With winter weather impacting Bakken developments to a much greater degree than tight oil operations in Texas, though, EIA expects production to “surge” in the spring.
More efficiency gains to come?While the combination of horizontal drilling and hydraulic fracturing is responsible for making these formations economic at current oil prices, EIA points to a range of technologies responsible for bringing down the cost of tight oil development, and therefore increasing production this past year and likely for the next two years, as well.
Those technologies include: multi-well pads that create economies of scale for both drilling and completion activities, horizontal laterals up to two miles long that contact a larger portion of oil-bearing formations, micro-seismic imaging that improves the understanding of formations, drill bits designed specifically for shale and tight formations, and “walking” rigs that decrease the time to move from one well to another on a pad.
And EIA sees the possibility for additional technologies to further improve the economics of tight oil, including “selective fracturing” along horizontal laterals, which would avoid sections of a formation believed to have lower or no production value.
Optimizing operationsEven without additional improvements, producers are gaining efficiency.
Because of the steep decline curves common for tight oil wells, unconventional growth follows drilling activity to a much greater degree than in conventional plays and economies of scale come when producers find the optimal use for existing technologies.
In the Bakken, for instance, the average horizontal lateral is currently 10,000 feet long with 30 fracturing stages. By coming into contact with more of the formation, these longer laterals reduce risk and increase production, which in turn lowers average finding and development costs.
But, as EIA noted, because horizontal wells are more expensive per foot than vertical wells “there are diminishing returns to ever longer laterals.” And, according to a report from the oil field services giant Schlumberger, 30 stages of hydraulic fracturing appears to be the optimal amount for 10,000-foot laterals.
Some efficiency gains have nothing to do with technologies.

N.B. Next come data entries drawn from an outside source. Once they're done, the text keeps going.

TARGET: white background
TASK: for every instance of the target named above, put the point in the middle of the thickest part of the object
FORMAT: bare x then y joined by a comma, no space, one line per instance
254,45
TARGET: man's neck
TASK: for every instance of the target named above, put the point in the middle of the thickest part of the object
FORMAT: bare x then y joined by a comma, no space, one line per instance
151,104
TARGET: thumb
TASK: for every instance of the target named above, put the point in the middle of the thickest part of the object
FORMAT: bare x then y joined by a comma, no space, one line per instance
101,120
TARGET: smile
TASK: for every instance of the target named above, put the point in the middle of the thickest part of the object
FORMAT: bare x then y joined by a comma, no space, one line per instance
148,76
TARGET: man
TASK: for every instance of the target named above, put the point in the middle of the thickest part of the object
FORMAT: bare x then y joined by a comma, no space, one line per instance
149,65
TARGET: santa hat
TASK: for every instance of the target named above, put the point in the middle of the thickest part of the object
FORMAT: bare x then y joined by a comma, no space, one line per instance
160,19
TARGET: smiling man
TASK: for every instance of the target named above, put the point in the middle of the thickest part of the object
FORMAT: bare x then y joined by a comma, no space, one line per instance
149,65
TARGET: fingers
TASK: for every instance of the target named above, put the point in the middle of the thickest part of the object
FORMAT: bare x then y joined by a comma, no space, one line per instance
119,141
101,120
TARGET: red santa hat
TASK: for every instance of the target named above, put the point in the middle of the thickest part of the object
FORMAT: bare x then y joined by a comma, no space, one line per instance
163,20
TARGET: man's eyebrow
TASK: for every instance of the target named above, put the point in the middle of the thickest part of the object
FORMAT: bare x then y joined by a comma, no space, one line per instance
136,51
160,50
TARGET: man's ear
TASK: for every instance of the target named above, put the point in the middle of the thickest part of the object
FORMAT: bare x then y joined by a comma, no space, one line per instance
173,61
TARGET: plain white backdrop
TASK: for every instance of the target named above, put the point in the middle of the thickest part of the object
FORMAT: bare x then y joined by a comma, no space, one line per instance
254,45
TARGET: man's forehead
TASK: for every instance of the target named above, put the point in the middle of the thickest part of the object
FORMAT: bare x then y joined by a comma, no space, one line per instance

EIA pointed out that in the Eagle Ford and the Bakken, leaseholders have started swapping out acreage to create contiguous land positions that cover less ground and therefore require lower mobilization costs. The agency also praised the North Dakota Industrial Commission for unitizing leases in a grid of small equal plots, which “should create long term infrastructure efficiencies whereby service roads are oriented along the axes.”
By bringing down the cost of production, these gains have improved the economics of sweet spots and also increased the potential tight oil resource base by making more areas economic, but EIA believes “the rate of change in efficiency improvements is expected to slow down in the future and become more representative of the overall rate of technological improvement experienced by the oil and gas industry as a whole.”